Hi again! Time for a pretty overdue update.
A while back - actually about half a month to a month now - my mom introduced me to this weird stuff. A big tub full of... collagen? Powder? With distilled protein? I didn't trust it, I thought it sounded like snake oil. Well, I asked my friends, and they all said it was trustworthy, so I gave it a shot. After some trouble initially, I've been having it every day, and, wow! I really am getting a bit of a difference now.
It may sound like such a minor thing to you, but - I have an eating disorder, and I have a very hard time taking in proteins. So this is actually pretty huge. I'm immediately noticing my wrist healing up and even my breasts getting fuller (HRT win!). I am probably gonna be on this for as long as possible. I guess this is my... first... time? Having significant amounts of protein? Technically? It's so foreign to me right now, but maybe I'll get used to it?

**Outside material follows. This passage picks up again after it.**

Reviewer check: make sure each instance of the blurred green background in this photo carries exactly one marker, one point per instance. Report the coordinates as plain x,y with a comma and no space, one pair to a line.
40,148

Also - Lurasidone. You probably saw that in the title. My previous antipsychotic that I wrote on here about - Rexulti - turned out to be a mistake. I was getting dizzy and losing focus constantly, feeling like I was kicked out of my body, and it was hardly helping. Well, this new one, Lurasidone, seems to be helping a lot. My friend who knows some medication stuff said it's effectively the opposite of my previous one, used to treat depressive episodes instead of manic ones, so that gives me some hope.
The only thing left now, I'd say, is my absolute heap of anxiety - and my need for therapy. I'm reliant on my mom for the latter, cause she said she had a good contact for it. But for the former, I'm supposed to start trying out some new meds soon. Anything to get that down. It really says something when I'm sent into a shaking, terrified mess because a discord contact said something to me.